Department of Molecular Biology and Biochemistry, Rutgers University, 604 Allison Road, Piscataway, NJ 08854, USA.
Mech Dev. 2012 Jan-Feb;128(11-12):536-47. doi: 10.1016/j.mod.2012.01.004. Epub 2012 Jan 24.
Certain Polycomb group (PcG) genes are themselves targets of PcG complexes. Two of these constitute the Drosophila Psc-Su(z)2 locus, a region whose chromatin is enriched for H3K27me3 and contains several putative Polycomb response elements (PREs) that bind PcG proteins. To understand how PcG mechanisms regulate this region, the repressive function of the PcG protein binding sites was analyzed using reporter gene constructs. We find that at least two of these are functional PREs that can silence a reporter gene in a PcG-dependent manner. One of these two can also display anti-silencing activity, dependent on the context. A PcG protein binding site near the Psc promoter behaves not as a silencer but as a down-regulation module that is actually stimulated by the Pc gene product but not by other PcG products. Deletion of one of the PREs increases the expression level of Psc and Su(z)2 by twofold at late embryonic stages. We present evidence suggesting that the Psc-Su(z)2 locus is flanked by insulator elements that may protect neighboring genes from inappropriate silencing. Deletion of one of these regions results in extension of the domain of H3K27me3 into a region containing other genes, whose expression becomes silenced in the early embryo.
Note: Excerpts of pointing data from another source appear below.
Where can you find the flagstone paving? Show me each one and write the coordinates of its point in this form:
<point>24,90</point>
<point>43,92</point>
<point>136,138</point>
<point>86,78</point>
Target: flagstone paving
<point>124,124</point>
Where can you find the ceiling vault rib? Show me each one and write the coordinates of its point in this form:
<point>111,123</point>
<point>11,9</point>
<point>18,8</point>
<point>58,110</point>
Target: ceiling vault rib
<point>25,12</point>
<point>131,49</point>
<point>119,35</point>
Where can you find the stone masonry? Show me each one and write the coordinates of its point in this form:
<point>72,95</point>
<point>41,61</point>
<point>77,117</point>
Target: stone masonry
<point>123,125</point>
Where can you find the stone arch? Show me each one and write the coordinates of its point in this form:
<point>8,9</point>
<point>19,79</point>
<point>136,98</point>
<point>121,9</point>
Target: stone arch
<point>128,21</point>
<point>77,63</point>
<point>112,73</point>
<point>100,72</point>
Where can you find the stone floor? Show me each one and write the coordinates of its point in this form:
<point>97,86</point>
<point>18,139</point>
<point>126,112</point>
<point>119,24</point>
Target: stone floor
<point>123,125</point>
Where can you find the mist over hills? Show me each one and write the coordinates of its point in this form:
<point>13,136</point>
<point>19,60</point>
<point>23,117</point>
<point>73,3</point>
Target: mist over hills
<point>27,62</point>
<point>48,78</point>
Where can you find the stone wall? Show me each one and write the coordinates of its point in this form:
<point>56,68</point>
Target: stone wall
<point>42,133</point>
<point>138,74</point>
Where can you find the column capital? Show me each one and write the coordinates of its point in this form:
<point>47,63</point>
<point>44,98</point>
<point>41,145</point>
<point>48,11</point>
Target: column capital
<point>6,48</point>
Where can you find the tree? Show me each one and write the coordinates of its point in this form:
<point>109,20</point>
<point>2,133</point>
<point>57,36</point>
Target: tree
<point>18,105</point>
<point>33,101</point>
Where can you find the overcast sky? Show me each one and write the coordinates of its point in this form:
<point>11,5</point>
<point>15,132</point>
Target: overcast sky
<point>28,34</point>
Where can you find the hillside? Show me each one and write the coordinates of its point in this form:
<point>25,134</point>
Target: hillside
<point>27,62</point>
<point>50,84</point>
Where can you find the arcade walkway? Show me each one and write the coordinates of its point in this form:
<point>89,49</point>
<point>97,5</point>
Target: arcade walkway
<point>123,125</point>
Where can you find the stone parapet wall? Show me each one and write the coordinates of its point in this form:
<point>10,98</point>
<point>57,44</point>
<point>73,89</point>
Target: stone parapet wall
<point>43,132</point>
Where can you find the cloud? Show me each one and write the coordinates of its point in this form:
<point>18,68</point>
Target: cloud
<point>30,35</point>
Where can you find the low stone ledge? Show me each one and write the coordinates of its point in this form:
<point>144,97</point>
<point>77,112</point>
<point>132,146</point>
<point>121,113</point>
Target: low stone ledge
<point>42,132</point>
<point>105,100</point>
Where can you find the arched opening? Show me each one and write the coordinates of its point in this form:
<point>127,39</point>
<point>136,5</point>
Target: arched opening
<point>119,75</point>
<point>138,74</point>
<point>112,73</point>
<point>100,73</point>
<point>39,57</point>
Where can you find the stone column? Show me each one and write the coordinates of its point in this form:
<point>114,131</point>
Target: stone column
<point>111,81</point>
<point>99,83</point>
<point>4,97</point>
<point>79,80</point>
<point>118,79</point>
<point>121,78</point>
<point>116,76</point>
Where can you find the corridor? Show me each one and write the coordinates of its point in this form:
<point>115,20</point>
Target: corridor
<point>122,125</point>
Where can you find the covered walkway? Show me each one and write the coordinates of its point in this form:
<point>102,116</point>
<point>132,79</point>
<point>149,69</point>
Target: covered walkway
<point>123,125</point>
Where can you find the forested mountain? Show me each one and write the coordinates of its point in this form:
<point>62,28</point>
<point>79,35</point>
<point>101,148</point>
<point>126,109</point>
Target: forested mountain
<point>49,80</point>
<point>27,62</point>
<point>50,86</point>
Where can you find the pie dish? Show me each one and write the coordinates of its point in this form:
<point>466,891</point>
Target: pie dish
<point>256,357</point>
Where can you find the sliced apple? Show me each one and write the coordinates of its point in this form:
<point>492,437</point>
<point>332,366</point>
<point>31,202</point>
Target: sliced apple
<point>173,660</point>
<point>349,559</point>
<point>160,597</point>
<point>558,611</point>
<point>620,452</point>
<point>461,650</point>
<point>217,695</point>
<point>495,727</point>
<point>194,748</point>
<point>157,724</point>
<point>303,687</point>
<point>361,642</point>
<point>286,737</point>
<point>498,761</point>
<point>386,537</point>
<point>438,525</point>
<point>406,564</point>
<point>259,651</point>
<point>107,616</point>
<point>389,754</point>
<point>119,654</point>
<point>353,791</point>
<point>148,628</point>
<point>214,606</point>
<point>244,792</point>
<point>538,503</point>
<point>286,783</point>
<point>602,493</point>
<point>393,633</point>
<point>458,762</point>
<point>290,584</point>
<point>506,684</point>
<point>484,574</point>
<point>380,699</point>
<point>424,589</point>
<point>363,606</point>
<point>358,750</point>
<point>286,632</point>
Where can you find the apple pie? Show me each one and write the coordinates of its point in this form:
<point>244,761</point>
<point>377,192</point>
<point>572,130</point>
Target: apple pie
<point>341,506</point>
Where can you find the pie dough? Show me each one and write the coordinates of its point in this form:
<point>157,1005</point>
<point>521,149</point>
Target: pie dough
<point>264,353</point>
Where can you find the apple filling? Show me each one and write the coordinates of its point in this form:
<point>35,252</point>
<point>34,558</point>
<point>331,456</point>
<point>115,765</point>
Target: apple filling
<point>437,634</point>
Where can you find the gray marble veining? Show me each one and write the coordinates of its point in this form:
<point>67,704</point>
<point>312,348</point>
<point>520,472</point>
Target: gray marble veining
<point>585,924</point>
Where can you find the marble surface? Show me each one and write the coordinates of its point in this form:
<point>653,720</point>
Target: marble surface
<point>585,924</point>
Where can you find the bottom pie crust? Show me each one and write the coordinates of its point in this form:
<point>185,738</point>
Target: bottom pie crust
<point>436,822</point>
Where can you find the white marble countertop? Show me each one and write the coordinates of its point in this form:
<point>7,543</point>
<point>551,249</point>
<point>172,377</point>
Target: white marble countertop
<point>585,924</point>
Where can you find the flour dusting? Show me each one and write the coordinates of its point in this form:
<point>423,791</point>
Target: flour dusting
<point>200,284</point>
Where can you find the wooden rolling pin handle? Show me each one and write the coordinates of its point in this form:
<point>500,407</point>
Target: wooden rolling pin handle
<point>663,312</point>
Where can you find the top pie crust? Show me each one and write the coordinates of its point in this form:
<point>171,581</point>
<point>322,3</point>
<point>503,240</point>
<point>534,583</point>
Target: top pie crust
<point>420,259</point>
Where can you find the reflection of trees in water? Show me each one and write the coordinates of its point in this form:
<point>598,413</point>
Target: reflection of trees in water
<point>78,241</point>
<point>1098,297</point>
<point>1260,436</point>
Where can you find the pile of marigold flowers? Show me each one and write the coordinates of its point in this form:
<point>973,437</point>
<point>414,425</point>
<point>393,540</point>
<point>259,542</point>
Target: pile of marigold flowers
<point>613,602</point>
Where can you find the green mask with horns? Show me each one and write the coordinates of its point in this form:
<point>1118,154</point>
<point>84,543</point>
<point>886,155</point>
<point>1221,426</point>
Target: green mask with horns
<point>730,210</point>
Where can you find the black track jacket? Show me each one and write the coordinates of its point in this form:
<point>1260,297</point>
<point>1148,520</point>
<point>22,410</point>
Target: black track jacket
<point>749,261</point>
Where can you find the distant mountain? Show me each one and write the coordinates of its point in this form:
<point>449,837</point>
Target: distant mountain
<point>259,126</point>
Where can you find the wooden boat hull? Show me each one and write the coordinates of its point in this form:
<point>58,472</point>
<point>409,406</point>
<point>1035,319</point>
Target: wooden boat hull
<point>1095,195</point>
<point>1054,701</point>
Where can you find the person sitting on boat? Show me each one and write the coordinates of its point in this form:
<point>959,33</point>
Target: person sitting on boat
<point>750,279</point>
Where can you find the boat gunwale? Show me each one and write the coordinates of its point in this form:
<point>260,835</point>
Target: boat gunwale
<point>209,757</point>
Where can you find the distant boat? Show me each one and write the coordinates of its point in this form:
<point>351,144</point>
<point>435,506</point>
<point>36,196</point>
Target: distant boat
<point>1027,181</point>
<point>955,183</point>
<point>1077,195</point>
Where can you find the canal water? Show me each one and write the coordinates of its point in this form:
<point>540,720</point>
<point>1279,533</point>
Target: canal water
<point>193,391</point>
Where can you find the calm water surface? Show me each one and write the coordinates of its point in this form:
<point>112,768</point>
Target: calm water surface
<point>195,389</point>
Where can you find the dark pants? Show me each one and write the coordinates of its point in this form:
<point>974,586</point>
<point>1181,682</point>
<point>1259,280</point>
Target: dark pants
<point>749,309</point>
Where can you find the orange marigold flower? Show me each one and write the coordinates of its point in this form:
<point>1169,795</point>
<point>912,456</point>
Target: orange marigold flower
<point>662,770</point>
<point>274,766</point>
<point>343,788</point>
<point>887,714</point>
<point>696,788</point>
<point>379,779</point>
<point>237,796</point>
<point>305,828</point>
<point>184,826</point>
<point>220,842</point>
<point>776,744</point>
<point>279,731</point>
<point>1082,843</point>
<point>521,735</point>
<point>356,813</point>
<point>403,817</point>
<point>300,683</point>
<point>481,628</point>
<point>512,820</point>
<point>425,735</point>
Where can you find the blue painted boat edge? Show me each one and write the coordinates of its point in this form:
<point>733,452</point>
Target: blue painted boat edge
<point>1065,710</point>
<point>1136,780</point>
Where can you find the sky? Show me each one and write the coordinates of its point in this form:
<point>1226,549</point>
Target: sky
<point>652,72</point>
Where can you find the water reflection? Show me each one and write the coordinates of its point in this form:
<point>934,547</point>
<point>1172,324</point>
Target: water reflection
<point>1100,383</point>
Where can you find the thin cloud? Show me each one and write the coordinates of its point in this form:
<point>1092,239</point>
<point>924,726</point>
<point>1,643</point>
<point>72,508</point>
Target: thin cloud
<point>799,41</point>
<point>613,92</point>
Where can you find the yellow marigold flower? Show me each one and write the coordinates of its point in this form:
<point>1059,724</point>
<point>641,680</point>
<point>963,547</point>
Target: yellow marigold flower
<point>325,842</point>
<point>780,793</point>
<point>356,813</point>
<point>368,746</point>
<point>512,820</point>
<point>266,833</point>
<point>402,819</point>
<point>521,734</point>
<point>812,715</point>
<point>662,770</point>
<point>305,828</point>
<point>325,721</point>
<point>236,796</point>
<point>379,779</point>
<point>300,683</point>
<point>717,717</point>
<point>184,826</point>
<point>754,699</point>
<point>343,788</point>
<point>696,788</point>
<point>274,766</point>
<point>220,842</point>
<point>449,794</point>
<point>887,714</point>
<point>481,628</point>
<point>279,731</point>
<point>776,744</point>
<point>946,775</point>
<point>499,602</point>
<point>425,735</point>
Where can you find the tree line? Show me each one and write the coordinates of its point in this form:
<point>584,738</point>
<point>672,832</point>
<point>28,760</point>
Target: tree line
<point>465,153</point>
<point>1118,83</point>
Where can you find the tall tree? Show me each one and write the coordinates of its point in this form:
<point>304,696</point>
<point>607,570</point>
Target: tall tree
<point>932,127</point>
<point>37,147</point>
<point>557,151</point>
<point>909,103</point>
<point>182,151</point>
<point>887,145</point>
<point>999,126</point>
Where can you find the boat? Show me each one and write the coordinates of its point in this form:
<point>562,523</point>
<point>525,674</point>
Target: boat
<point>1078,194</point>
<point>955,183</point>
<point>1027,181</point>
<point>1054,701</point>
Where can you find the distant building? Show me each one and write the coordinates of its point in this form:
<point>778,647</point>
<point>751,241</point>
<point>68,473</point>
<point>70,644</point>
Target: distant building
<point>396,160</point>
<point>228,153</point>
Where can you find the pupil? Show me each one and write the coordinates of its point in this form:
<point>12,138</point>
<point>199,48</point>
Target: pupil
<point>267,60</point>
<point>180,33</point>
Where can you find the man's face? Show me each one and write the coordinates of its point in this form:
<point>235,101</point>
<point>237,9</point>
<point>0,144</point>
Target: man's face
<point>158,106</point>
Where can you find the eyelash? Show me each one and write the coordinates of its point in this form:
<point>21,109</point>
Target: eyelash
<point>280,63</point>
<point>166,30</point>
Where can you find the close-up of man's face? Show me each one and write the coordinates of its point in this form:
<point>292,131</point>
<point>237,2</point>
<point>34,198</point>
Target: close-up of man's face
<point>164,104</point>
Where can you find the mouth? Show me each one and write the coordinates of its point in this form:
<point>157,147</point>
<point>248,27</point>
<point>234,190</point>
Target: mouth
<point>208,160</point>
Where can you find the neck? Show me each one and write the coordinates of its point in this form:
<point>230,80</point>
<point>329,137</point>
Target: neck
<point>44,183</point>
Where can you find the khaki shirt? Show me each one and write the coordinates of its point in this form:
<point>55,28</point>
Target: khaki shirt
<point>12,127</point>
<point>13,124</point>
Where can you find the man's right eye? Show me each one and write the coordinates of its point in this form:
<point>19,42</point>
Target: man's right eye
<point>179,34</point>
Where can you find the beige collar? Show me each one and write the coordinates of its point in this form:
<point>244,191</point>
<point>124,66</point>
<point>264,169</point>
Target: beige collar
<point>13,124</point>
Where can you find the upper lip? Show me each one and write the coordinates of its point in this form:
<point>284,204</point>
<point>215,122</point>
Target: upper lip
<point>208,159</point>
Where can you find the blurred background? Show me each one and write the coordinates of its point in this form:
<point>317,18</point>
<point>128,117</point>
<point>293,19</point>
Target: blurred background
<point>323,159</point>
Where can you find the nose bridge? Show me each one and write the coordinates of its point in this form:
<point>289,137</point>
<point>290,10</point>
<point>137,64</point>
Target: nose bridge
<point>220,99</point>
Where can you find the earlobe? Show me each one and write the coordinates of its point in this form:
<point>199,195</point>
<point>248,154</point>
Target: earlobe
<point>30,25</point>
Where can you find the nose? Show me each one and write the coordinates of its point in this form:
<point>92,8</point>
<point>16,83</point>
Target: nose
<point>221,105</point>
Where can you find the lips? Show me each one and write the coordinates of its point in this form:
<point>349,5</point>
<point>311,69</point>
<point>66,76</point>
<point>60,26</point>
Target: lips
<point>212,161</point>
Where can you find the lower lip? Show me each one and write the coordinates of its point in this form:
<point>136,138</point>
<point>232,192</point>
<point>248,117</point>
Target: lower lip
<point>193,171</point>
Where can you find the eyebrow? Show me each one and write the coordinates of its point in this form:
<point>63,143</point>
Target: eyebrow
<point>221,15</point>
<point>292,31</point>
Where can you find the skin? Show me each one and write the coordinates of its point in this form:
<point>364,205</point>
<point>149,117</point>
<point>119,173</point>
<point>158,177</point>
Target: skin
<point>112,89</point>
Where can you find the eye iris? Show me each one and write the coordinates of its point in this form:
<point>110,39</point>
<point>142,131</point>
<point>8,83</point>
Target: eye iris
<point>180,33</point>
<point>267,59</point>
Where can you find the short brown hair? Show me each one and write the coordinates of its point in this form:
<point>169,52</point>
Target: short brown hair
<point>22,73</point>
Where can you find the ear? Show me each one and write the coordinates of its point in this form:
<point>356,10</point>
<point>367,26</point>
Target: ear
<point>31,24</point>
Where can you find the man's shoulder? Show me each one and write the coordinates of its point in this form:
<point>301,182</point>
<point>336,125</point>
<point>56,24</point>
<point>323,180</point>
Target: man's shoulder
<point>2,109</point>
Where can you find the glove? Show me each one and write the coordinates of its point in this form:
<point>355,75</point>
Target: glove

某些 Polycomb 组 (PcG) 基因本身就是 PcG 复合物的靶标。其中两个构成了果蝇 Psc-Su(z)2 基因座,该区域的染色质富含 H3K27me3,并包含几个假定的 PcG 反应元件 (PREs),这些元件结合 PcG 蛋白。为了了解 PcG 机制如何调节这个区域,使用报告基因构建体分析了 PcG 蛋白结合位点的抑制功能。我们发现,其中至少有两个是功能性 PREs,可以以 PcG 依赖的方式沉默报告基因。这两个中的一个也可以显示抗沉默活性,这取决于上下文。Psc 启动子附近的一个 PcG 蛋白结合位点不作为沉默子,而是作为下调模块,实际上受到 Pc 基因产物的刺激,但不受其他 PcG 产物的刺激。删除一个 PRE 会使晚期胚胎阶段 Psc 和 Su(z)2 的表达水平增加两倍。我们提供的证据表明,Psc-Su(z)2 基因座由绝缘子元件环绕,这些绝缘子元件可能保护相邻基因免受不当沉默。删除其中一个区域会导致 H3K27me3 进入包含其他基因的区域,这些基因的表达在早期胚胎中沉默。